Cycles, in all their glory, in all their unpredictable consistency, frustrating.
I’m finding new work calling back to old. Moving forward, and yet, backwards.
This poem, written years ago, my first that I ever felt truly proud of. Still, it’s a juvenile poem, a masked voice, before I learned to get out of my own way.
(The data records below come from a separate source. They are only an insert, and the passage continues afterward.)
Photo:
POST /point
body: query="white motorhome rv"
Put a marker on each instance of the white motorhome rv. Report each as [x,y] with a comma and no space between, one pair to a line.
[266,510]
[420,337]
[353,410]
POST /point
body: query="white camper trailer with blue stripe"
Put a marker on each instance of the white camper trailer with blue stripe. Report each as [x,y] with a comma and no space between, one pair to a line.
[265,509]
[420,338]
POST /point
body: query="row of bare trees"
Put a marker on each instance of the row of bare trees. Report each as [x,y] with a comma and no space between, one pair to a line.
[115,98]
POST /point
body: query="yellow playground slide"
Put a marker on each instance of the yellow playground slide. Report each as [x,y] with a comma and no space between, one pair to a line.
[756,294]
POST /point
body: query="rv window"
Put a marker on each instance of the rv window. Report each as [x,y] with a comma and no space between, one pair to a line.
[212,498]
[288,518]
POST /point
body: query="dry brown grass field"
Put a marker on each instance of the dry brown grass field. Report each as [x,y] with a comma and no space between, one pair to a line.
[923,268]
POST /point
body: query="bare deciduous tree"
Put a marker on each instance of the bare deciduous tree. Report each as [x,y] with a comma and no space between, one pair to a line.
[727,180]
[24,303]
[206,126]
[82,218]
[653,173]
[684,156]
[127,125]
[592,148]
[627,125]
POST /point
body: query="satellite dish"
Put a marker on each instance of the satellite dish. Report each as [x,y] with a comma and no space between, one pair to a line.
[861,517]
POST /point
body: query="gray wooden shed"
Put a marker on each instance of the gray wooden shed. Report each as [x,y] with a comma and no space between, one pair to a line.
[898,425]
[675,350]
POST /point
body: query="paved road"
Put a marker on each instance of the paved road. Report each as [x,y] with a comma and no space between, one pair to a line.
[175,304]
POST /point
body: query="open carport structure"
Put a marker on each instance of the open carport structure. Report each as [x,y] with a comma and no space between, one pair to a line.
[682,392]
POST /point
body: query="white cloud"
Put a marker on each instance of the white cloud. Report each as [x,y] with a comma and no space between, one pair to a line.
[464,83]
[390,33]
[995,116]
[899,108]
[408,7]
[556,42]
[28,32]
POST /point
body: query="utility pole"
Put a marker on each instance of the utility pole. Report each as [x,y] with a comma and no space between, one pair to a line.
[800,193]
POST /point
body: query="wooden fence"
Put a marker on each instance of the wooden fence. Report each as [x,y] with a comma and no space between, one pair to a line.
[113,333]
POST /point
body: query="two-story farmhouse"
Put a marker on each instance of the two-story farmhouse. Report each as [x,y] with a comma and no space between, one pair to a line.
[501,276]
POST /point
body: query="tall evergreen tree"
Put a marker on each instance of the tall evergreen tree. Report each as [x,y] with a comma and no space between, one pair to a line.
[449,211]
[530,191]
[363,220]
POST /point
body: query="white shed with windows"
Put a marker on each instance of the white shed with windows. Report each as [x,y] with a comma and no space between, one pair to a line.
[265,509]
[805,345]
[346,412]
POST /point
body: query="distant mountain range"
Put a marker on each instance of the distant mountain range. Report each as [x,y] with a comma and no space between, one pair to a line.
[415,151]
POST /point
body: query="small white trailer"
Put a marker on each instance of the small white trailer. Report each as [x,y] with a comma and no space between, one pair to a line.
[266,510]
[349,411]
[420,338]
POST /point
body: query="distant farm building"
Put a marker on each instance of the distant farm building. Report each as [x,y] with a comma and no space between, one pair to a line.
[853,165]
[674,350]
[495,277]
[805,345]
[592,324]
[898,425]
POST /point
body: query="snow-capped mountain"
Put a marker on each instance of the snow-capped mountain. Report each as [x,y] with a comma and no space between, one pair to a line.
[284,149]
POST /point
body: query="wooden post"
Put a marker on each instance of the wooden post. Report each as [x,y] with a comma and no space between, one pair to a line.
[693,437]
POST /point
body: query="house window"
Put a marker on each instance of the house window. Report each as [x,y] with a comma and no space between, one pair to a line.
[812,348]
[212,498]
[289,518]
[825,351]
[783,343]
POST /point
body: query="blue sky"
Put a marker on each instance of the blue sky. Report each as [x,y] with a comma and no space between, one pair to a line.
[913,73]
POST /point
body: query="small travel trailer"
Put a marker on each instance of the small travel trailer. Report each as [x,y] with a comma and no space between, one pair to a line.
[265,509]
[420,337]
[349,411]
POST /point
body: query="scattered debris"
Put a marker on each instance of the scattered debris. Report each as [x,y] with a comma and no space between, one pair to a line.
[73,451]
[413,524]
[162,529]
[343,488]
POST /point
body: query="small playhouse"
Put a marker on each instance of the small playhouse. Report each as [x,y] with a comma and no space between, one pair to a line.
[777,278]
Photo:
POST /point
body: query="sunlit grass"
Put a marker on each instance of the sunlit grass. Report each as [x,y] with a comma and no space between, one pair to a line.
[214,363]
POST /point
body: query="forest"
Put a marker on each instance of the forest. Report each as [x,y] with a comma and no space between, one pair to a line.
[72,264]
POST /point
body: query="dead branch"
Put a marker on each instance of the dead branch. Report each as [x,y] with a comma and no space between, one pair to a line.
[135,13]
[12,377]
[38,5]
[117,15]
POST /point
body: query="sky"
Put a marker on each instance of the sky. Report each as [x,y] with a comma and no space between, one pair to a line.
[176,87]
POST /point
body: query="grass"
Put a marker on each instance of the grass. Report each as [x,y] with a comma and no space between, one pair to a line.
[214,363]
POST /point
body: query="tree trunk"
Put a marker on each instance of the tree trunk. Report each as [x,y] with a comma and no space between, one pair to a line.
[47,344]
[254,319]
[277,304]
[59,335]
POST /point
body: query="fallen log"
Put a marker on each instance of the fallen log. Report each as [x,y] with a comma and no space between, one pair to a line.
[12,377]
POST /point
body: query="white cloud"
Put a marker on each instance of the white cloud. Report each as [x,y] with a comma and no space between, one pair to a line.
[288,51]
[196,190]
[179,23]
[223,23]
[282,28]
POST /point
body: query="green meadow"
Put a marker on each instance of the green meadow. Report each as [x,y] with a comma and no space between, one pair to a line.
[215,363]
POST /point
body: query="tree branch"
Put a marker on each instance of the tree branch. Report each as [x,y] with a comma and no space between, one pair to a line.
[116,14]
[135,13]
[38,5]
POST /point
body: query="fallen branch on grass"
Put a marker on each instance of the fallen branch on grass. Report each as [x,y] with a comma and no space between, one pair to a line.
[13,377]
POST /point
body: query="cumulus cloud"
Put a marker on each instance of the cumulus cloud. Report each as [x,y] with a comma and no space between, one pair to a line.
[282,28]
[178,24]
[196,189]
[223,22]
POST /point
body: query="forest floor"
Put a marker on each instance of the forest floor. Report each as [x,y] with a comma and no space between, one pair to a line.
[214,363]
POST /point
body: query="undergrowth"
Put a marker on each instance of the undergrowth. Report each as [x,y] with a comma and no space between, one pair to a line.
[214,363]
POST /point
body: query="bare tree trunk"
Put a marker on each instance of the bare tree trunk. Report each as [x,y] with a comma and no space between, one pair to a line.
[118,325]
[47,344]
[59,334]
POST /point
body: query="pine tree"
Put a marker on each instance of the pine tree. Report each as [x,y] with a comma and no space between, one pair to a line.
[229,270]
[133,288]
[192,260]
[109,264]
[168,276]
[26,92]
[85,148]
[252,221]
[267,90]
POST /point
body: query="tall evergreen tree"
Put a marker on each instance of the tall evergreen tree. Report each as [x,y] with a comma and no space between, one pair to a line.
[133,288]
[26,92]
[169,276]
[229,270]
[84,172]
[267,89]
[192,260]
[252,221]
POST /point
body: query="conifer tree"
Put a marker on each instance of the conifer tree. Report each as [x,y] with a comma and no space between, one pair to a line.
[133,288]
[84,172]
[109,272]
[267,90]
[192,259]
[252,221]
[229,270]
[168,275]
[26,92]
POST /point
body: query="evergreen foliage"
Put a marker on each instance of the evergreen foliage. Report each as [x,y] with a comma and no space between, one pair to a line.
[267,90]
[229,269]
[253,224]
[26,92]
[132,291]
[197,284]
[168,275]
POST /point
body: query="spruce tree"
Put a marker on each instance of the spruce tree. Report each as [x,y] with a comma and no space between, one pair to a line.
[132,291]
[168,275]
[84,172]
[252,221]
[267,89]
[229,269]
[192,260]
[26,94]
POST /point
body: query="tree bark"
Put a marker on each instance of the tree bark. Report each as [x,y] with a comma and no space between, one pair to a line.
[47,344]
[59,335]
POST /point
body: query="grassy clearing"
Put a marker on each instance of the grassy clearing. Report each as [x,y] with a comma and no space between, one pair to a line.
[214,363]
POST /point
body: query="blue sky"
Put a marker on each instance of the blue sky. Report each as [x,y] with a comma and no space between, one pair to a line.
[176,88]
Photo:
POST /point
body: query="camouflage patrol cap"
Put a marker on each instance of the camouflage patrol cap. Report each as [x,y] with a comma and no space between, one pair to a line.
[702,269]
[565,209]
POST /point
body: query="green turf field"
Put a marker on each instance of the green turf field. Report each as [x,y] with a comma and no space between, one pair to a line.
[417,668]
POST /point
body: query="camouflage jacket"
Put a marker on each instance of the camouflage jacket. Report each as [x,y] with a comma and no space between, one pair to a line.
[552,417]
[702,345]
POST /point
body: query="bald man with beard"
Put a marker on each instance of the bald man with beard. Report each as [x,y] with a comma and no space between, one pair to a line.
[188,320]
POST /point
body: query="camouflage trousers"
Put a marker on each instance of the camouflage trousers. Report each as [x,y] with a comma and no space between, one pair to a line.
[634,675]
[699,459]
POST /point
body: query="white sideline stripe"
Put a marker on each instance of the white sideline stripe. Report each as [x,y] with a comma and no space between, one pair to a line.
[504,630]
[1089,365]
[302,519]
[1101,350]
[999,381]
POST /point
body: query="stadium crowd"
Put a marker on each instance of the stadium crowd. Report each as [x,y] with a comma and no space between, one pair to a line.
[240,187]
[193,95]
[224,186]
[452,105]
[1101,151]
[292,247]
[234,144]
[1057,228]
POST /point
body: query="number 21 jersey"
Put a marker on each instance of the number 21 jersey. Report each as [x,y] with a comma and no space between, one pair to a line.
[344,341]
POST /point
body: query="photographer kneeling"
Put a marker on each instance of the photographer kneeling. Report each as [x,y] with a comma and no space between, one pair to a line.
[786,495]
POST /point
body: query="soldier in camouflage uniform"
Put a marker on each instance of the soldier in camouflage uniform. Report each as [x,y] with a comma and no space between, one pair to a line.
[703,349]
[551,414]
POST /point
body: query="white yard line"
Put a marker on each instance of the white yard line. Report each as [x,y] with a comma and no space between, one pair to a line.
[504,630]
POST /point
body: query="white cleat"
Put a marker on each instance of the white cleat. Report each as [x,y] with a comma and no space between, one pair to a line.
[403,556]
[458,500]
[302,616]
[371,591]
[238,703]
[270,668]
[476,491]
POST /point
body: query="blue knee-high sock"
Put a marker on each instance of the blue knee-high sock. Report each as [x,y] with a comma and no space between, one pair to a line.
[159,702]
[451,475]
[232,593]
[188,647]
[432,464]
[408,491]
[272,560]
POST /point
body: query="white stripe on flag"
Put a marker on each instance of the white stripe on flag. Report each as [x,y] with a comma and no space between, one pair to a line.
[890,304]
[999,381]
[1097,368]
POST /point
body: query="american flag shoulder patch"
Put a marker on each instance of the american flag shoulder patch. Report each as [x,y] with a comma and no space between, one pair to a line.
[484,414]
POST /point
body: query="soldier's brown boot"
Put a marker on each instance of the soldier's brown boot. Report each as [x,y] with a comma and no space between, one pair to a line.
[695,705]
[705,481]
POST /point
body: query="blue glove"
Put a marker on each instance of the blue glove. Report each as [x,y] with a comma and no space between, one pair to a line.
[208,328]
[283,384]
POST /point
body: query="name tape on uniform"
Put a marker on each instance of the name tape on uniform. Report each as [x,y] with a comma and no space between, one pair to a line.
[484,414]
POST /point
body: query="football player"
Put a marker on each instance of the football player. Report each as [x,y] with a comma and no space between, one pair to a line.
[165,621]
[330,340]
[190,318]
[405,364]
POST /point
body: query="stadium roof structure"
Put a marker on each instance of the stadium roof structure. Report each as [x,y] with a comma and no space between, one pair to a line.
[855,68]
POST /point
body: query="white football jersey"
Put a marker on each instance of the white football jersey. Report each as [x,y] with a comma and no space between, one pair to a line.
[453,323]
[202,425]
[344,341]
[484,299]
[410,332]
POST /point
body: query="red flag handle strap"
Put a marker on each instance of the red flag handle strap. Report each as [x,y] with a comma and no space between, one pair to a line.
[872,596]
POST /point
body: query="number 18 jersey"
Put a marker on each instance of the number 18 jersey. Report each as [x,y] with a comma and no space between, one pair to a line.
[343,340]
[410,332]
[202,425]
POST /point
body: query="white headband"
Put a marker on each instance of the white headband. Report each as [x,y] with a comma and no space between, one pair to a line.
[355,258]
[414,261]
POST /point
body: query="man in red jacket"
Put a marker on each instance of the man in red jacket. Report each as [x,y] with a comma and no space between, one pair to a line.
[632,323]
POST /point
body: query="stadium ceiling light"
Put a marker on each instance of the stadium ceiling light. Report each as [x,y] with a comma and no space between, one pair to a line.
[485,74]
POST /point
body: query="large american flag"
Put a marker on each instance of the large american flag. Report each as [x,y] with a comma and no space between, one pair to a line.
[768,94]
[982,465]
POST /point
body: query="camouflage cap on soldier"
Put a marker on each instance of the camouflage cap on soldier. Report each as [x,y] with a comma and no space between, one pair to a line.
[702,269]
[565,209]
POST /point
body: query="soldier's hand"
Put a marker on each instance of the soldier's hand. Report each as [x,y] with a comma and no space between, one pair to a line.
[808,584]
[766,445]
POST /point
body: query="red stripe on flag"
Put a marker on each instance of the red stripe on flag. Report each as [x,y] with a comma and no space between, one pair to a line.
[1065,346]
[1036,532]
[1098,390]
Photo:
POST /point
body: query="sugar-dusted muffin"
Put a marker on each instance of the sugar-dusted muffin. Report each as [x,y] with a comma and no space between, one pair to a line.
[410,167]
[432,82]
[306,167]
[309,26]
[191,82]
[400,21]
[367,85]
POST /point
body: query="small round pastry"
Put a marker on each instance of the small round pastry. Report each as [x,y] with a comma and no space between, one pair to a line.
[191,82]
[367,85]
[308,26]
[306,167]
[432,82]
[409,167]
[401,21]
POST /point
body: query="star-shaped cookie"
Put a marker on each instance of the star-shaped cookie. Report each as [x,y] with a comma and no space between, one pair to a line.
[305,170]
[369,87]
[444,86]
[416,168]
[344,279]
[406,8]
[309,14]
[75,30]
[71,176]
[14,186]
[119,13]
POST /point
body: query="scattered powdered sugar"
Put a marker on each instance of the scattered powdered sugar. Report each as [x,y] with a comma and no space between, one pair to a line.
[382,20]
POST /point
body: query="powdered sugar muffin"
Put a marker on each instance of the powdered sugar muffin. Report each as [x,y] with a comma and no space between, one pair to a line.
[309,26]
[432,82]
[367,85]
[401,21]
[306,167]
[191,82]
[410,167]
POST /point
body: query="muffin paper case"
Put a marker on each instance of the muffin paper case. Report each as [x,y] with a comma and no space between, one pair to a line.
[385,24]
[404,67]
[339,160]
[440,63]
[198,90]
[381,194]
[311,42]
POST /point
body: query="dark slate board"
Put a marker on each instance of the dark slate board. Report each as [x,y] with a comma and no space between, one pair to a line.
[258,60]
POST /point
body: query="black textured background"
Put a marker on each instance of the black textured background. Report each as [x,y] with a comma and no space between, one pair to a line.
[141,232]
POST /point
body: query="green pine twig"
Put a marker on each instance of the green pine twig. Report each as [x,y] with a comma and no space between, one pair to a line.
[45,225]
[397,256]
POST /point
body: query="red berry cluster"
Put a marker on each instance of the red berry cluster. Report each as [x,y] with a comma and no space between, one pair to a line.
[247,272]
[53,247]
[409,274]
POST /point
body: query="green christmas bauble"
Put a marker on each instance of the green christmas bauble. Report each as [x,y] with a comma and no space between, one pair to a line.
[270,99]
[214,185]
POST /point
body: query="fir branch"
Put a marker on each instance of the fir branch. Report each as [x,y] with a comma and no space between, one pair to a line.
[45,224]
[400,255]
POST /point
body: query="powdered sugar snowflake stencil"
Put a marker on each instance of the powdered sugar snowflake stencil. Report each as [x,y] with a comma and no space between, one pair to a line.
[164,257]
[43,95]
And a new poem. Unedited. Fresh off the pan.
Shell
For K
On the day the egg drops
a baby comes to the garden.
No, it doesn't come, it has been there
since it solidified from yoke to beak.
This is its world. A dandelion clock
with twig legs small orb of fluff.
An unfolded wing
and raised chin
(Are you my mother?)
I have been cracking eggs
into a hot pan
and filming them
in the name of art.
What waste.
I eat them hot
straight from the spatula
swallowing a gag.
Unfledgling with a yellow mohawk.
My chick names it Dandelion.
I weigh its chances
cell-light in my palm.
All spring I have been
surrounded by shells.
Sharp blue confetti.
Cups of rot in the sink-top bin.
Chocolate foil wedged in couch crease.
A lunchbox nest propped on a branch
in futility. These things never survive
Alone. A cocked head makes me
Reconsider, think of snapping insects
between index and thumb, for this,
my new young.
That morning the strip was faint.
My fingertips separating
with resistance
of albumin sliding through
a crack towards the heat.
I take my hand away.
Feathers spread
and with the speed of life
It's gone
into the hedgerow
where it belongs.
As if it had never been ours at all.